Sydney Fast Ferries
- Predecessor: Sydney Ferries
- Founded: 1 April 2010
- Defunct: 31 March 2015
- Headquarters: Rozelle, Sydney, Australia
- Area served: Port Jackson
- Services: Ferry operator
- Owner: Terry Dodd John McPherson
- Website: www.sydneyfastferries.com.au

= Sydney Fast Ferries =

Australian ferry operator

Sydney Fast Ferries operated high-speed ferry services on Port Jackson between Circular Quay and Manly from April 2010 until March 2015.

==History==
Since January 1965, the Port Jackson & Manly Steamship Company and its successors had operated high speed hydrofoil and later JetCat services between Circular Quay and Manly.

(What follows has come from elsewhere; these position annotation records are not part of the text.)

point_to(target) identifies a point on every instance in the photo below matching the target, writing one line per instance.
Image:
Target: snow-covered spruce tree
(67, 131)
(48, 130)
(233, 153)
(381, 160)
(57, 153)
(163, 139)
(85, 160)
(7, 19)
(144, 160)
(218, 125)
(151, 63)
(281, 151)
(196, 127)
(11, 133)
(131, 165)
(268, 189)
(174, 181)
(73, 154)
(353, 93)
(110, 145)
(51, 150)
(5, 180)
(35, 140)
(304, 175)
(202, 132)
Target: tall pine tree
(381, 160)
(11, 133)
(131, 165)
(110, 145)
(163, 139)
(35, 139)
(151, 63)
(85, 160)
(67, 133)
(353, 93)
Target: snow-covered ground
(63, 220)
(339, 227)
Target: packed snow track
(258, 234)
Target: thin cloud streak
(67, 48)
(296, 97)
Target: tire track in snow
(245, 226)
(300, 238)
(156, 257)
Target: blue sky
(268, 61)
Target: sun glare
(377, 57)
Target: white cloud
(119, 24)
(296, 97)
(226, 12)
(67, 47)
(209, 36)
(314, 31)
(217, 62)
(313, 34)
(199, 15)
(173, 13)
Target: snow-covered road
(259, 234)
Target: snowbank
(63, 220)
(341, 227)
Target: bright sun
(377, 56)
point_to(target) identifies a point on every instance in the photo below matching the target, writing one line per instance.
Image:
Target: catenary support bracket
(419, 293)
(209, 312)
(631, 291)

In December 2008, the New South Wales State Government, decided the Sydney Ferries service would cease and called for tenders to operate the service on a commercial basis.

Manly Fast Ferry commenced operating the service on 10 February 2009 on an interim basis until March 2010.

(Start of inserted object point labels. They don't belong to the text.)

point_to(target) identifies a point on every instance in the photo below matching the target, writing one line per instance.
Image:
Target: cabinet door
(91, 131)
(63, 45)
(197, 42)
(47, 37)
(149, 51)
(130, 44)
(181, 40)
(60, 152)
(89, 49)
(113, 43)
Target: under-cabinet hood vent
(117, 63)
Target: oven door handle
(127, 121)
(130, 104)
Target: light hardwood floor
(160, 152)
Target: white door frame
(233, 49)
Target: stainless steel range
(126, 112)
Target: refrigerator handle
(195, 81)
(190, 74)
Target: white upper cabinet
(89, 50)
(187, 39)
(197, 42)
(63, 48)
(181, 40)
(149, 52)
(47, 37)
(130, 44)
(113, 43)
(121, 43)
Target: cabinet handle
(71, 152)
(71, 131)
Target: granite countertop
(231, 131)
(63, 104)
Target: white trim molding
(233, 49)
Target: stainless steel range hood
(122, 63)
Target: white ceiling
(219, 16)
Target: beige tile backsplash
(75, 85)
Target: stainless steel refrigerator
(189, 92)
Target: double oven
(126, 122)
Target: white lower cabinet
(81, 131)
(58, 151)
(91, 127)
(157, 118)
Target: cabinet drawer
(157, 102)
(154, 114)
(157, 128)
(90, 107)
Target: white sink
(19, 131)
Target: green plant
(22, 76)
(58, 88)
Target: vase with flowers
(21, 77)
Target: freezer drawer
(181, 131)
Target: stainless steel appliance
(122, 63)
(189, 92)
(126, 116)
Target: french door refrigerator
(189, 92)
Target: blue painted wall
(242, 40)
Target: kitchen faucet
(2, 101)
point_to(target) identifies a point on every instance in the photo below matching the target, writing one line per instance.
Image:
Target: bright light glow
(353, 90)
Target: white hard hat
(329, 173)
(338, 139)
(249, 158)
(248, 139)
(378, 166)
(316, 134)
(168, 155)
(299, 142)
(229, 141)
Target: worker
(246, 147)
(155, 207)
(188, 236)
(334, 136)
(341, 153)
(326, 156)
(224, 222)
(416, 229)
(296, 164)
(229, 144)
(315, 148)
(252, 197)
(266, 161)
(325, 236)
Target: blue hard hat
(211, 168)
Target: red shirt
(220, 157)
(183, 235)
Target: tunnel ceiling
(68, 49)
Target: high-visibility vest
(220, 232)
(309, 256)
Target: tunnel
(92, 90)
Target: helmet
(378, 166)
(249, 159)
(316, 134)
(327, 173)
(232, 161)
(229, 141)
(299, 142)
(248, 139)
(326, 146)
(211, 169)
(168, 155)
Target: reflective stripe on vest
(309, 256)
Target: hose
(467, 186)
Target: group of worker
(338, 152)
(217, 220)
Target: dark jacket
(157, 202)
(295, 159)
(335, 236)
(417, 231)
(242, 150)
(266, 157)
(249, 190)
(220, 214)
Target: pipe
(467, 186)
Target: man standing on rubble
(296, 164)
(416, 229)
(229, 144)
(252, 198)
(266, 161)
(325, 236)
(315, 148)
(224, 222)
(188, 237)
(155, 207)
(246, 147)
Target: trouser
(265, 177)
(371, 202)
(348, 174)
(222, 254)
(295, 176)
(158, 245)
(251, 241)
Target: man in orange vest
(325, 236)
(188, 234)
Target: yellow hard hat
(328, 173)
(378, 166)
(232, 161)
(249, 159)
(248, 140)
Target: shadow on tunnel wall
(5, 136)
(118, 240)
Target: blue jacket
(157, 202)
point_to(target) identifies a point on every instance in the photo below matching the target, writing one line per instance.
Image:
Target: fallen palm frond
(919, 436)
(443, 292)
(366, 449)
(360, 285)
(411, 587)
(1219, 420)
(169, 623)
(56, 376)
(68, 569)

In April 2010, Sydney Fast Ferries commenced a five-year franchise to operate the service. However, Manly Fast Ferries continued to operate services between Circular Quay Wharf 6 and Manly East Pier via Fort Denison, Taronga Zoo and Watsons Bay.

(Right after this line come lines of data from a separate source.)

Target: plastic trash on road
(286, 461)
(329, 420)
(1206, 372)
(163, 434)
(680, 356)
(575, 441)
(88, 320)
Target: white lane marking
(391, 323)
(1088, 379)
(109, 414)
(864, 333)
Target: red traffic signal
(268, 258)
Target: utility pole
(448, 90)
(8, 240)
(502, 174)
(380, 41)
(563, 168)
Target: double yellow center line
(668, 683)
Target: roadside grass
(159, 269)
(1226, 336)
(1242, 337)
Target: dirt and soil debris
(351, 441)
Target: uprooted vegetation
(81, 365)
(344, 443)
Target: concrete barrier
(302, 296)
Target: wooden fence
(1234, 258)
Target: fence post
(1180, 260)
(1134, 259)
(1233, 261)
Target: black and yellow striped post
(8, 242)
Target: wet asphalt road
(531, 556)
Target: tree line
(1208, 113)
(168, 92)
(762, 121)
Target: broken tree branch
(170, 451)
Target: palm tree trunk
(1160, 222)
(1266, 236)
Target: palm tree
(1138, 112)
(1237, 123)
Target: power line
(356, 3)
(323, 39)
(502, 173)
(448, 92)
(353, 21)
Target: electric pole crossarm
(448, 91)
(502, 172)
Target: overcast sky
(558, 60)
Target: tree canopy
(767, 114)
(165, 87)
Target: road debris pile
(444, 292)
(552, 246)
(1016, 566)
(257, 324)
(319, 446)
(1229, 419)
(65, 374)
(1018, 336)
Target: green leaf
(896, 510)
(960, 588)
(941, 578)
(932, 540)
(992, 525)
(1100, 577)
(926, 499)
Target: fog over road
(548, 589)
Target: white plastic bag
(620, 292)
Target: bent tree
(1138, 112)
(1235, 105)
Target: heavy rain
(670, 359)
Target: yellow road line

In July 2014, expressions of interest were sought for the next franchise with Bass & Flinders Cruises, SeaLink, Sydney Fast Ferries and Transit Systems responding. In December 2014, the franchise was awarded to Bass & Flinders Cruises, with Sydney Fast Ferries ceasing operations on 31 March 2015. Sydney Fast Ferries lodged a complaint in March 2015 that the selection process was not handled correctly by Transport for New South Wales.

They continued to operate cruises under the name Sydney Adventure Cruises. However, since January 2016 their website has redirected to the Captain Cook Cruises, Australia website.